とかなんとか思いつつ、3駅先まで電車移動。しかし目的のボーリング場は駅からが遠く、20分は歩かなければならない。
それでも足早に目的地に向かい、やっと辿り着いた。
ボーリング場の前には誰もいないので、俺が先に着いたのだと思いその場で3人の到着を待ってみた。
しかし、来ない。
携帯もないから連絡も取れないし、3人の携帯番号を覚えていないのでこちらからかける事も出来ない。
1時間が経った頃、俺はようやくボーリング場の駐輪場を見て回ってみた。すると、そこには見た事のある自転車が2台。
ヒロ達は先に到着していたのだ。それなのに、外で1時間潰してしまった。
それだけの時間が経っていればゲームも終わっているかも知れない。そろそろ帰ろうかって話になっているかも知れない。なら、中に入るよりも外で待っていよう。

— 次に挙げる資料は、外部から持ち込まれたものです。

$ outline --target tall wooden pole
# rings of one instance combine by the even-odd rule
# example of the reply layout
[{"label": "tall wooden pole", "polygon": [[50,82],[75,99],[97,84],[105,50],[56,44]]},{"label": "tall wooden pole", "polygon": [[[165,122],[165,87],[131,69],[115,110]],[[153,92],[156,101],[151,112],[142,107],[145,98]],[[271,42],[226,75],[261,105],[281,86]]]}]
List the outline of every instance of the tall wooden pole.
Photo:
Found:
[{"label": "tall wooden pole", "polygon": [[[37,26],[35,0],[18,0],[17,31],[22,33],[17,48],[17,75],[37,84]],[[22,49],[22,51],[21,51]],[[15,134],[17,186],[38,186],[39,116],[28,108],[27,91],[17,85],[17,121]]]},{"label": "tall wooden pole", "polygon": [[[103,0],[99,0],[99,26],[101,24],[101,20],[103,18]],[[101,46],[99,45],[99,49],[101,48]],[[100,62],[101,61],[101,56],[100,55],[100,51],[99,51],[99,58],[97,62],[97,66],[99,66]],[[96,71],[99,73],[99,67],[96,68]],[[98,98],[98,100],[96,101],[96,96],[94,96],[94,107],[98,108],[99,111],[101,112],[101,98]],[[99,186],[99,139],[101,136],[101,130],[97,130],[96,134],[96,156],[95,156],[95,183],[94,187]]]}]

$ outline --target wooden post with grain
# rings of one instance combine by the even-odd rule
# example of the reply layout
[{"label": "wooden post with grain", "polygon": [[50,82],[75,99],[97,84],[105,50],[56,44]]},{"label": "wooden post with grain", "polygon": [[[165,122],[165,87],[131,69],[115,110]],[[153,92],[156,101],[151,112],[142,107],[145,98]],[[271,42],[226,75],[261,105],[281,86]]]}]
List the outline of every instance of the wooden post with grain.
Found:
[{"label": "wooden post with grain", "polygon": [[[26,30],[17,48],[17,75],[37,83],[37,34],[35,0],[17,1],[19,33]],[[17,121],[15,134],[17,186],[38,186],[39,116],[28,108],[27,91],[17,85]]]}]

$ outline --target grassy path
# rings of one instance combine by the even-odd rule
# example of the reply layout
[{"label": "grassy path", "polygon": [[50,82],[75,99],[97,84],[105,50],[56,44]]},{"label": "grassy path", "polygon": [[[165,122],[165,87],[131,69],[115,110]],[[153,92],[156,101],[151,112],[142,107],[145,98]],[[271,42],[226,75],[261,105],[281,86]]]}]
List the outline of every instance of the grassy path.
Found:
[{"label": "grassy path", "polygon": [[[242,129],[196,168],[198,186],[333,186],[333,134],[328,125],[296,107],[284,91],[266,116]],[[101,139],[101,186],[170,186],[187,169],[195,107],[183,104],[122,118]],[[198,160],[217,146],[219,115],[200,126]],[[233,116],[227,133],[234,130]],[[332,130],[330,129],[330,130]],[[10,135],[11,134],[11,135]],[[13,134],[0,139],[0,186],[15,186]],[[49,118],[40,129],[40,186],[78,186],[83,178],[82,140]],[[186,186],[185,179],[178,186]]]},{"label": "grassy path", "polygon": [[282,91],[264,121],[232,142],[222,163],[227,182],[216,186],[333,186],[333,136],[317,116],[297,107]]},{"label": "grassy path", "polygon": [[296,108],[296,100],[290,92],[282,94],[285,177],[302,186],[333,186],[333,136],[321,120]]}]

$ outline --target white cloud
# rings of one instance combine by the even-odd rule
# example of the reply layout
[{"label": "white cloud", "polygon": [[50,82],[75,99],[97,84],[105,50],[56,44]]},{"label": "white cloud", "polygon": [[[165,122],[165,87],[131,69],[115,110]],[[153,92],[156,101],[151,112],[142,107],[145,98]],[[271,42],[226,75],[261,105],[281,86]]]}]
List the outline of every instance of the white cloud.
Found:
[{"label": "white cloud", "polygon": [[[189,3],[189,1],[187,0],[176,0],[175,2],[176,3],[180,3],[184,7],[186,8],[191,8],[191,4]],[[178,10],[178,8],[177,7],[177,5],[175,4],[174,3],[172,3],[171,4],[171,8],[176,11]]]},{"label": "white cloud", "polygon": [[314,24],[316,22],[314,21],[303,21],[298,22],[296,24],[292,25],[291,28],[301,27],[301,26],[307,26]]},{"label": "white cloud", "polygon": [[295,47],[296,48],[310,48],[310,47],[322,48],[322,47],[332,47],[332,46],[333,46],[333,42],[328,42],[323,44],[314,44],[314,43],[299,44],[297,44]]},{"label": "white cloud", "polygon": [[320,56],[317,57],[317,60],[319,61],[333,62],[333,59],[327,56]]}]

と、入り口横の自動販売機前に戻ってきた所で再び考えた。
外で待っているというのも恥ずかしくないか?
いや、ここは怒って良い場面じゃないか?
そもそも、断らずにここまで本当に歩いて来た自分は馬鹿なんじゃないか?
よし、ここは来なかった事にしよう。
3人がファストフード店に入って行った後、やっとれるか!と家に帰った。という事にしよう。
こうして俺は徒歩で帰路についたのだった。